Keys and Referential Integrity [M1]

When managing a large database, it's a rarity that one will genuinely delete data. Tables and ranges of data within tables may be removed from a live database, but most often only if the data is backed up elsewhere or archived. In order to prevent the accidental removal of records, referential integrity is used. In order to maintain this, database storage engines such as InnoDB and that which is found in Microsoft Access use primary and foreign keys to understand the referencing of data between locations.

Primary Keys

In a database table one typically finds a number of fields, often represented as a columns of a table diagram. These fields, or entities, are filled with pieces of data, an entire set of which is referred to as a record. In order for specific records to be retrieved from the table, a primary key is usually set. The primary key field cannot contain any duplicated values throughout the table, and is used when querying the database to refer to single records. Most database software allows for the configuration of an auto-incrementing primary key field, which removes the need to manually set each new record's primary key. When a new record is created, the database software will increment the last record's primary key value, ensuring that this is unique and then using it to address the new record.

Although primary keys are not the only way to uniquely address single records, composite keys being another method, they are perhaps the simplest to understand and the most commonly used.

Foreign Keys

In a relational database, data is stored in a host of different tables in order to improve redundancy. There is no need to store the same values multiple times in a single table, and when multiple fields correlate they can be split into another. In order to link the split-away data to the original table, an entity relationship is created. The primary keys in the new table are used to refer to records in it, and the same keys appear in the original table. A key found in one table that links to the primary key in another table is referred to as a foreign key.

The relationships between tables and the use of primary and foreign keys are used by database software, when enforcing referential integrity, to determine if a record can be deleted or not.

Referential Integrity

In large production databases accidental deletion of records could have drastic effects, and the corruption of other areas of the database would be a particularly severe side effect. In order to prevent the removal of certains records of data, especially when other data in other database structures make reference to it, referential integrity can be enabled. If enabled, a record cannot be deleted if it has been linked to in another table by another field, which prevents the inadvertent creation of records which reference deleted data.

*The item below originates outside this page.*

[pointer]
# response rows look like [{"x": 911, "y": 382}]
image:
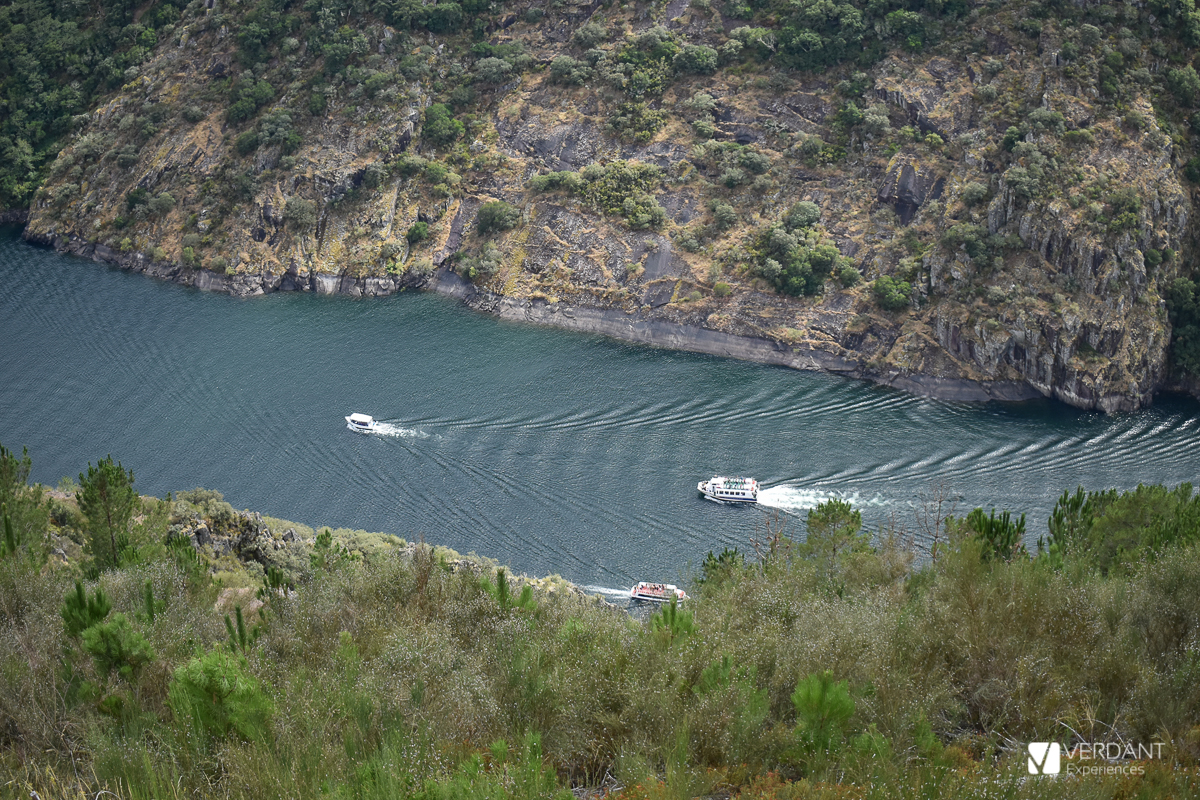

When enforcing referential integrity, the database will analyse the relationships between different tables and their primary and foreign keys. The deletion of records may be configured to cascade down from one record to many records, but more likely any record deletion that causes conflict will be prevented entirely. In terms of keys, a record containing a foreign key or whose primary key does not feature as a a foreign key in any other tables can normally be deleted without issue. In contrast, a record whose primary key is referenced in other records in other tables as a foreign key cannot normally be removed. If the removal was allowed, either the removal would need to cascade down to the foreign records referencing the record in question, or the foreign records would be left making reference to non-existent data.